Before politics, Roberts pursued a career in journalism in Arizona in the 1960s. In his farewell speech, he said he bleeds printer’s ink.
Roberts told The Star that his contentious relationship as a reporter with a police chief in Avondale, Arizona, influenced his own dealings with the press as a public official. Roberts had a reputation as one of the most accessible lawmakers in Congress.
While many House and Senate members use their staffs as a shield against questions from reporters, Roberts strolled the hallway by himself, quotes at the ready for anyone with a tape recorder.
“I felt part of the clan,” Roberts said, acknowledging that his easy availability would sometimes backfire.
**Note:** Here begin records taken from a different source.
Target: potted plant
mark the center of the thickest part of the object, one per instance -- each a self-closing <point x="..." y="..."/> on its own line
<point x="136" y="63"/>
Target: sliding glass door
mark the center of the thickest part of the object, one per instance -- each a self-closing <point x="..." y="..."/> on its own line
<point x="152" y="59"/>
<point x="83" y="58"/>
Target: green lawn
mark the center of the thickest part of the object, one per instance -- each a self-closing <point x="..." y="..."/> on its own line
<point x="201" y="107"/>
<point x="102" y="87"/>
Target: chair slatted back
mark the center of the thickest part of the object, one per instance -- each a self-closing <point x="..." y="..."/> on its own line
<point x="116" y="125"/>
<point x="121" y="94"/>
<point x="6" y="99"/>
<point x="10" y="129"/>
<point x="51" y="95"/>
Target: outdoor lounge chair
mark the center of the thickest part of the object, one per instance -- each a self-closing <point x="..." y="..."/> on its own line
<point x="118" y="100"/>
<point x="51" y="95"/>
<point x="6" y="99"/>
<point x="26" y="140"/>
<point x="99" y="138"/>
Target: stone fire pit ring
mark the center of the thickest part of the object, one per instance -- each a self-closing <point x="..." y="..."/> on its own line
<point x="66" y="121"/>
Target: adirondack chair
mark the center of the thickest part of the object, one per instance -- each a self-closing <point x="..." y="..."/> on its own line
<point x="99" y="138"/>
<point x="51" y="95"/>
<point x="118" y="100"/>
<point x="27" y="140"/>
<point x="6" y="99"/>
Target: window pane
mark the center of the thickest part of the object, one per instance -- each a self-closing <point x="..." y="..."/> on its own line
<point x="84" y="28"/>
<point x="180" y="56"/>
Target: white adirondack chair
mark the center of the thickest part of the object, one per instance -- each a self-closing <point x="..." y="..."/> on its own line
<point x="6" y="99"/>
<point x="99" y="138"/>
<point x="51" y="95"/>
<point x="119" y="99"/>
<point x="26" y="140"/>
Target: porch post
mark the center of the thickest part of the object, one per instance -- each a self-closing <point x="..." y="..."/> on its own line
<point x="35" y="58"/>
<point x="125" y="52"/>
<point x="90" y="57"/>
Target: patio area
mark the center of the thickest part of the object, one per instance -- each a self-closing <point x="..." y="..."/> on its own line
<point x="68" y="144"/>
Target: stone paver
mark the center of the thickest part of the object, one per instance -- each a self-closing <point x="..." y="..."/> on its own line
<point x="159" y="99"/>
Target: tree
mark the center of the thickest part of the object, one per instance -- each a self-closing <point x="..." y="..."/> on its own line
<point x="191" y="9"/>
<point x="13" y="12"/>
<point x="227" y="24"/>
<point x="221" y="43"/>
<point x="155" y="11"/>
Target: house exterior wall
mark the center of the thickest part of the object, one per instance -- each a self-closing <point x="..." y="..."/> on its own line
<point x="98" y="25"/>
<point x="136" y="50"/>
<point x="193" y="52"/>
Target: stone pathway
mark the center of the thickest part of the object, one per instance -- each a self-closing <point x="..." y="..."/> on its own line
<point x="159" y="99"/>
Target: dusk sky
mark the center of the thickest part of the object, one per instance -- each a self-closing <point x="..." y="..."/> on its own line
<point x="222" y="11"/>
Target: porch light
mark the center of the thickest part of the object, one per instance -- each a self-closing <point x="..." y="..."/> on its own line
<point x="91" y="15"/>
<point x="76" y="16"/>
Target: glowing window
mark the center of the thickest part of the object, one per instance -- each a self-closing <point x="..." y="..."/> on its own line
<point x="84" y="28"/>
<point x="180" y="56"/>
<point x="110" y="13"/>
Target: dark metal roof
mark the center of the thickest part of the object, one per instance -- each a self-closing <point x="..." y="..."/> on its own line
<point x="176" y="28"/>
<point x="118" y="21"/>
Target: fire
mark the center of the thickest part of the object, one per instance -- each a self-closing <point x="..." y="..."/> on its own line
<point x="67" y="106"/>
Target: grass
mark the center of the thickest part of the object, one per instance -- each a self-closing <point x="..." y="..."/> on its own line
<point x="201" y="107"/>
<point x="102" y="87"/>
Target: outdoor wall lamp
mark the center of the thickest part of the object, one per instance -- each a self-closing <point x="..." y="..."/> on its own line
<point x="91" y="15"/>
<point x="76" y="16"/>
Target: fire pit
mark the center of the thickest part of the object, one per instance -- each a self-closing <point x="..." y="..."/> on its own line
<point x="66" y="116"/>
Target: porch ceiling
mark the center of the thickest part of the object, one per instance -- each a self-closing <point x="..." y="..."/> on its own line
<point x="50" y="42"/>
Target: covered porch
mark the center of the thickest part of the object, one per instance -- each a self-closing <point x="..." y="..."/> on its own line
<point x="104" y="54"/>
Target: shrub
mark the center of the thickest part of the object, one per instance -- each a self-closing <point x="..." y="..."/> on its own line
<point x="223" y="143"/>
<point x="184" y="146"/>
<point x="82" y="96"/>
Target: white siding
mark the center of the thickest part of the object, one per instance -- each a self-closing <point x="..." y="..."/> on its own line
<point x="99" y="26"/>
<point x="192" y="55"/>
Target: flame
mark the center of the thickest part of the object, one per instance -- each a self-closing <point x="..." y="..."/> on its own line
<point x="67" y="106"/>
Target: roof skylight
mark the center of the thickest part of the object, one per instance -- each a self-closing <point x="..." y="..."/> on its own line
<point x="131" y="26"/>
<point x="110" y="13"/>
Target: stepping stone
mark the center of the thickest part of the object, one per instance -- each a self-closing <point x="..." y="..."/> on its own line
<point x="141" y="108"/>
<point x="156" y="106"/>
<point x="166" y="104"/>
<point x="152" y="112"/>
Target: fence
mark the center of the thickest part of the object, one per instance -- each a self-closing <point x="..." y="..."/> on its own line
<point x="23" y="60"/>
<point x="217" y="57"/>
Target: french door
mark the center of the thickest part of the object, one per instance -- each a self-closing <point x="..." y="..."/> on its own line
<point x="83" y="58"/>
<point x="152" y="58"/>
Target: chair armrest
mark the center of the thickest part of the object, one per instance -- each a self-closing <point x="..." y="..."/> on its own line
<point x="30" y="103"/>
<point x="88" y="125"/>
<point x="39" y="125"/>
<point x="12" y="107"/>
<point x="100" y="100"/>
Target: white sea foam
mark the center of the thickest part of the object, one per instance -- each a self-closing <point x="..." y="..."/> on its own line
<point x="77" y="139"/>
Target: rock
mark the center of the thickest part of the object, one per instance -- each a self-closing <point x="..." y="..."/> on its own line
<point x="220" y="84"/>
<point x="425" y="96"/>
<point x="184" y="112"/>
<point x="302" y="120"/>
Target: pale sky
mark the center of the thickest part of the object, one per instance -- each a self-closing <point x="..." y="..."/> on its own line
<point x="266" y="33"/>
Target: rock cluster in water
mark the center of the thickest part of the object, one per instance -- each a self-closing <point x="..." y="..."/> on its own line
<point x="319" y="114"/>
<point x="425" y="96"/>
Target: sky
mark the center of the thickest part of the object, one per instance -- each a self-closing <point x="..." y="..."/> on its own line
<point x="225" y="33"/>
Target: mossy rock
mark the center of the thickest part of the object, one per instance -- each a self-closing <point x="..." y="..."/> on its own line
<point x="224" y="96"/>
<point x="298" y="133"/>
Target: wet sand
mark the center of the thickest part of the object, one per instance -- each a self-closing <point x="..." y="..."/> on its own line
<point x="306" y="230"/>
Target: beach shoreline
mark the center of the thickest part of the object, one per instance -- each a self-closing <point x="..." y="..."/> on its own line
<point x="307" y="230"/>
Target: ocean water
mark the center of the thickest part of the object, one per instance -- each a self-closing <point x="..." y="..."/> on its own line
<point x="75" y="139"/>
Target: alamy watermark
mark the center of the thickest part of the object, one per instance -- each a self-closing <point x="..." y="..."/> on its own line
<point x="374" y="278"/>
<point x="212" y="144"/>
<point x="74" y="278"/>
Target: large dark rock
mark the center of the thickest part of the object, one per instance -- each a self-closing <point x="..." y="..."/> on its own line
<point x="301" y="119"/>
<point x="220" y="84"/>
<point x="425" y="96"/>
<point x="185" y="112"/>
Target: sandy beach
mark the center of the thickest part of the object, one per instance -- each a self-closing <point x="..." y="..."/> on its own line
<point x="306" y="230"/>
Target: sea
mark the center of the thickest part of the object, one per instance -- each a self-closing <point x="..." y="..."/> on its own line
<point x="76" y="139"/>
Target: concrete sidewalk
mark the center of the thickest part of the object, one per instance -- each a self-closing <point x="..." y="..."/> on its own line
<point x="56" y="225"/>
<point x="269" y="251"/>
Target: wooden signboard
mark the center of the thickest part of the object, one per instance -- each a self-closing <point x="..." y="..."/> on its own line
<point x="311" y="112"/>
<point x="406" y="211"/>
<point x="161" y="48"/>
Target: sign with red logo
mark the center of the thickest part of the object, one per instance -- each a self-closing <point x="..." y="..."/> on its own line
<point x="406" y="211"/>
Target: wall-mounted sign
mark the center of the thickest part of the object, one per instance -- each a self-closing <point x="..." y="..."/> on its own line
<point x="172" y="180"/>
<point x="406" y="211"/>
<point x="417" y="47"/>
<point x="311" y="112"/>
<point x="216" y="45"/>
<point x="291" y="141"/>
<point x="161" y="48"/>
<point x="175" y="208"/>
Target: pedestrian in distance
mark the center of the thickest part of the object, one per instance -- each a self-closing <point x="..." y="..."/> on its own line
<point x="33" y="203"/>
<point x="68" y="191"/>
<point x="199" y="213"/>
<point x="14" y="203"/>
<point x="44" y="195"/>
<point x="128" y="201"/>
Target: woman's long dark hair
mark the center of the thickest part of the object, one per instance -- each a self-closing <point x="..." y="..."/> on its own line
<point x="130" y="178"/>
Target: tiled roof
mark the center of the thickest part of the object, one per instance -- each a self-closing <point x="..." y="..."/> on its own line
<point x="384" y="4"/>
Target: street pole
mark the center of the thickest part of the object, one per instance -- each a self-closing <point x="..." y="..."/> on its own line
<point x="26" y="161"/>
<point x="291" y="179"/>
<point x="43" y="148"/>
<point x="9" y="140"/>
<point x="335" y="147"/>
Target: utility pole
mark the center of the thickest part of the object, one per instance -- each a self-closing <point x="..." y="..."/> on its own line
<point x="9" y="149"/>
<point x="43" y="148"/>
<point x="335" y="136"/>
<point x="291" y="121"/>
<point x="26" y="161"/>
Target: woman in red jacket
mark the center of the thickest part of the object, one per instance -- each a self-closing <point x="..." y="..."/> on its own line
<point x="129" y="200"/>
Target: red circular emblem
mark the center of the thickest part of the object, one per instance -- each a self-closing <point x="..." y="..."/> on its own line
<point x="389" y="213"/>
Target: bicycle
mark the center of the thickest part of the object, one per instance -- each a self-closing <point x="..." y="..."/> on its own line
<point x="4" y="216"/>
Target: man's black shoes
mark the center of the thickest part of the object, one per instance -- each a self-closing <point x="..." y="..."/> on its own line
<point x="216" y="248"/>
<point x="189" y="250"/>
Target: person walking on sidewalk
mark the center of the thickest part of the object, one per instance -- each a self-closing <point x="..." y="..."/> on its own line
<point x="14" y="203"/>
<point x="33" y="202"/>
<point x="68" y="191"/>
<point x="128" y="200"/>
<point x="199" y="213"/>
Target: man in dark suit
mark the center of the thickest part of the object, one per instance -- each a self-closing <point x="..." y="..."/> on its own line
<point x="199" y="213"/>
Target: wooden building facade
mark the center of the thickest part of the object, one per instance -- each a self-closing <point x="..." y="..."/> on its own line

His ill-advised quip about having access to a recliner in Dodge City when The New York Times investigated his residency dogged him throughout a closely contested 2014 reelection campaign
“That was his favorite game,” said Little, his longtime spokeswoman. “If you tried to hand-hold him, he’d lose me on purpose. He didn’t need that hand-holding. He didn’t want it. … Sometimes I would say, ‘Oh, you’ve been busy,’ because a story would hit Twitter before he got back to the office. He fancies himself a reporter.”
Dole predicted Roberts will stay involved in civic life after his retirement from the Senate either through charitable work or political consulting.
“I asked him what he’s going to do, but I don’t think he’s made up his mind yet. … He’s still young compared to a lot of people,” said Dole, 97.